On Thu, Nov 3, 2022 at 7:07 AM Joanne Koong <joannelkoong@xxxxxxxxx> wrote:
>
> On Sat, Oct 22, 2022 at 5:08 AM Kumar Kartikeya Dwivedi
> <memxor@xxxxxxxxx> wrote:
> >
> > On Sat, Oct 22, 2022 at 04:20:28AM IST, Joanne Koong wrote:
> > > On Tue, Oct 18, 2022 at 6:59 AM Kumar Kartikeya Dwivedi
> > > <memxor@xxxxxxxxx> wrote:
> > > >
> > > > Currently, while reads are disallowed for dynptr stack slots, writes are
> > > > not. Reads don't work from both direct access and helpers, while writes
> > > > do work in both cases, but have the effect of overwriting the slot_type.
> > > >
> > > > While this is fine, handling for a few edge cases is missing. Firstly,
> > > > a user can overwrite the stack slots of dynptr partially.
> > > >
> > > > Consider the following layout:
> > > > spi: [d][d][?]
> > > > 2 1 0
> > > >
> > > > First slot is at spi 2, second at spi 1.
> > > > Now, do a write of 1 to 8 bytes for spi 1.
> > > >
> > > > This will essentially either write STACK_MISC for all slot_types or
> > > > STACK_MISC and STACK_ZERO (in case of size < BPF_REG_SIZE partial write
> > > > of zeroes). The end result is that slot is scrubbed.
> > > >
> > > > Now, the layout is:
> > > > spi: [d][m][?]
> > > > 2 1 0
> > > >
> > > > Suppose if user initializes spi = 1 as dynptr.
> > > > We get:
> > > > spi: [d][d][d]
> > > > 2 1 0
> > > >
> > > > But this time, both spi 2 and spi 1 have first_slot = true.
> > > >
> > > > Now, when passing spi 2 to dynptr helper, it will consider it as
> > > > initialized as it does not check whether second slot has first_slot ==
> > > > false. And spi 1 should already work as normal.
> > > >
> > > > This effectively replaced size + offset of first dynptr, hence allowing
> > > > invalid OOB reads and writes.
> > > >
> > > > Make a few changes to protect against this:
> > > > When writing to PTR_TO_STACK using BPF insns, when we touch spi of a
> > > > STACK_DYNPTR type, mark both first and second slot (regardless of which
> > > > slot we touch) as STACK_INVALID. Reads are already prevented.
> > > >
> > > > Second, prevent writing to stack memory from helpers if the range may
> > > > contain any STACK_DYNPTR slots.

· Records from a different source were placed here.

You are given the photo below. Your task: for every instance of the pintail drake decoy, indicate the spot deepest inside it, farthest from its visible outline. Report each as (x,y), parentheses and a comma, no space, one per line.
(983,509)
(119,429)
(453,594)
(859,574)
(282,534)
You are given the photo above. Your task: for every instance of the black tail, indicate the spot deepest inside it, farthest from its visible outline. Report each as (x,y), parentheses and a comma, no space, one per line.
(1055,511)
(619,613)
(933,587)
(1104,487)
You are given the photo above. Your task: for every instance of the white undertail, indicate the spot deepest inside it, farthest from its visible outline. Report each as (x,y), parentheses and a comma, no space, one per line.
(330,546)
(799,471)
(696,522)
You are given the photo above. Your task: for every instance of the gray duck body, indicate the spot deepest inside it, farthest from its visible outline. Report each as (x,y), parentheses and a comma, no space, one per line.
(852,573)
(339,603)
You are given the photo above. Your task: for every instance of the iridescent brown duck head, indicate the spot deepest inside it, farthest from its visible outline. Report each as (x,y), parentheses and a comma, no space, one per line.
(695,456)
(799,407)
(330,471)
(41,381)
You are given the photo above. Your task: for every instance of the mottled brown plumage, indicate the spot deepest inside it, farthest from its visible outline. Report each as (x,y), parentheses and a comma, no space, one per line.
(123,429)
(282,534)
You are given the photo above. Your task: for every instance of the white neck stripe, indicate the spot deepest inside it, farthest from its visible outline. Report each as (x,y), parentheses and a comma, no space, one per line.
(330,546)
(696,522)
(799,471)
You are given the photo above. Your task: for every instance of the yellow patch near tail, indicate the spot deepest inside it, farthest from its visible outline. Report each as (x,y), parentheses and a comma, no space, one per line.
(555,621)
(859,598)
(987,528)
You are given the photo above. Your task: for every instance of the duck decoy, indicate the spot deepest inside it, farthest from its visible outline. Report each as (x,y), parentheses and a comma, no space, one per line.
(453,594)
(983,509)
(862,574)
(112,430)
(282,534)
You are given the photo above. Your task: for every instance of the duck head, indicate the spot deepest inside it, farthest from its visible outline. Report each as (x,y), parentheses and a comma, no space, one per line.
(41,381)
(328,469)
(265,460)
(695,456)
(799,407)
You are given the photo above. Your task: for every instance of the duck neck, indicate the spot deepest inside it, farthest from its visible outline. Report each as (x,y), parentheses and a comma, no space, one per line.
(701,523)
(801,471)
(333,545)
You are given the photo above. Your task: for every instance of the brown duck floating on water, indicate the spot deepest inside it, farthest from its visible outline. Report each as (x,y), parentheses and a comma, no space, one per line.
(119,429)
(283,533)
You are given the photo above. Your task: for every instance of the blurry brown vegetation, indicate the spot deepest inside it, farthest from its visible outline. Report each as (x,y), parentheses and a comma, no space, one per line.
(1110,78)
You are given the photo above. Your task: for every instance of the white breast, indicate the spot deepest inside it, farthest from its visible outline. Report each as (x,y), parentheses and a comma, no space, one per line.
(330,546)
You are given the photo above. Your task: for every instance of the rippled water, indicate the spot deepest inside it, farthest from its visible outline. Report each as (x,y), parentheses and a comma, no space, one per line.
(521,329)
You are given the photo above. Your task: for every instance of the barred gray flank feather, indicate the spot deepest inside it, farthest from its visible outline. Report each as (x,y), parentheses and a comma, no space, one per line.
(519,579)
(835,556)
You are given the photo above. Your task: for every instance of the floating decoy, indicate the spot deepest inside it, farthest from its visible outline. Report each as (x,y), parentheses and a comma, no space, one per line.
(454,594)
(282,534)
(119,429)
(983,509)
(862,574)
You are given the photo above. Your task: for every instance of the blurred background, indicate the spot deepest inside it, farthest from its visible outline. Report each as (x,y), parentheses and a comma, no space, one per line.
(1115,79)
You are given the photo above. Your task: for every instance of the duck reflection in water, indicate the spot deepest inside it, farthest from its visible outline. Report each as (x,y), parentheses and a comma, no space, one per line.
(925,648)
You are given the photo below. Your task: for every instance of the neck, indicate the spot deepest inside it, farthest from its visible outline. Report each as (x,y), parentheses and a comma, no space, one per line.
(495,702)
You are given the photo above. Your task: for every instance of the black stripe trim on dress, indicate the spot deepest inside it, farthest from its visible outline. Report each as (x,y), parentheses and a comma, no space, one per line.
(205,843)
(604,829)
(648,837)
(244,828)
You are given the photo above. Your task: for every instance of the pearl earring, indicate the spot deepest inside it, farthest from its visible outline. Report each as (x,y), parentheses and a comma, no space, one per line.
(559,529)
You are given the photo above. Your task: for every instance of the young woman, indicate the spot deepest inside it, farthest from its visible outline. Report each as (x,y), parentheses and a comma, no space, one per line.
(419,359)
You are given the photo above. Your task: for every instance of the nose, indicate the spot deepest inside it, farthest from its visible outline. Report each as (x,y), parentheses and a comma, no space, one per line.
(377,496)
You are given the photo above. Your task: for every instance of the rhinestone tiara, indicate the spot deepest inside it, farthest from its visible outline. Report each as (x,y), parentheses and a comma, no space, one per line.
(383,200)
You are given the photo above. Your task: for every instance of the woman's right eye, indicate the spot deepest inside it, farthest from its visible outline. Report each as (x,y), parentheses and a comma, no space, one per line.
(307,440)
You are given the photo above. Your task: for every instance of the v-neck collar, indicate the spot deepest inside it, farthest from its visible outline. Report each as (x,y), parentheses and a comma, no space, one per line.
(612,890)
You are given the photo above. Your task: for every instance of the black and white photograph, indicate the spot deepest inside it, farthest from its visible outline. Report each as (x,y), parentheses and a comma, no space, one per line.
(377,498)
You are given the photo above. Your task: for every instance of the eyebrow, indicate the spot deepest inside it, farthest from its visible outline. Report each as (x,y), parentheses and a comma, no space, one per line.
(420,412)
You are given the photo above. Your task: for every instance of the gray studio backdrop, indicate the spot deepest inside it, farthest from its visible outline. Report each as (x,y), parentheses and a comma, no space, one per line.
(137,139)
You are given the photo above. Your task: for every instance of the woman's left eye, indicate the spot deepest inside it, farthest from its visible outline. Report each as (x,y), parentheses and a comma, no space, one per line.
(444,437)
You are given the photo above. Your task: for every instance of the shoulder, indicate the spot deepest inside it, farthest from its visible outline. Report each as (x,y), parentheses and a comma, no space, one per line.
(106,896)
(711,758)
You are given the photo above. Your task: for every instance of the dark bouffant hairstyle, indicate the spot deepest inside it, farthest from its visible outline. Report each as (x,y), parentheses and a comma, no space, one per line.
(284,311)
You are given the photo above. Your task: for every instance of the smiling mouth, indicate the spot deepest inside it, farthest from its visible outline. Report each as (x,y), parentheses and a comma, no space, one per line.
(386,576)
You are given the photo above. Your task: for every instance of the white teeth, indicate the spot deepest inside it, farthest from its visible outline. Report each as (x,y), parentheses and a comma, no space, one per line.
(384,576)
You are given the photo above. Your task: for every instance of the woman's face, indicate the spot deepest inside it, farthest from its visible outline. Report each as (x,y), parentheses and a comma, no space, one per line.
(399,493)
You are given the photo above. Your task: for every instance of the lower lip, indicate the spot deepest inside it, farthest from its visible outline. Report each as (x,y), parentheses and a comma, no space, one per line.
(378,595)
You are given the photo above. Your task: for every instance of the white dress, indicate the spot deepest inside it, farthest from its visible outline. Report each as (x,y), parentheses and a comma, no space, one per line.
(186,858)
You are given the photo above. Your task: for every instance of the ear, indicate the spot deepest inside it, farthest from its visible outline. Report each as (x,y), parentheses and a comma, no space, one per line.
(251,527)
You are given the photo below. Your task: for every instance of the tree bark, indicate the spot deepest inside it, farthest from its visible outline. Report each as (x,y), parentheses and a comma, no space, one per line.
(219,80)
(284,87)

Reads are already prevented.
> > > >
> > > > For helpers, we cannot allow it to destroy dynptrs from the writes as
> > > > depending on arguments, helper may take uninit_mem and dynptr both at
> > > > the same time. This would mean that helper may write to uninit_mem
> > > > before it reads the dynptr, which would be bad.
> > > >
> > > > PTR_TO_MEM: [?????dd]
> > > >
> > > > Depending on the code inside the helper, it may end up overwriting the
> > > > dynptr contents first and then read those as the dynptr argument.
> > > >
> > > > Verifier would only simulate destruction when it does byte by byte
> > > > access simulation in check_helper_call for meta.access_size, and
> > > > fail to catch this case, as it happens after argument checks.
> > > >
> > > > The same would need to be done for any other non-trivial objects created
> > > > on the stack in the future, such as bpf_list_head on stack, or
> > > > bpf_rb_root on stack.
> > > >
> > > > A common misunderstanding in the current code is that MEM_UNINIT means
> > > > writes, but note that writes may also be performed even without
> > > > MEM_UNINIT in case of helpers, in that case the code after handling meta
> > > > && meta->raw_mode will complain when it sees STACK_DYNPTR. So that
> > > > invalid read case also covers writes to potential STACK_DYNPTR slots.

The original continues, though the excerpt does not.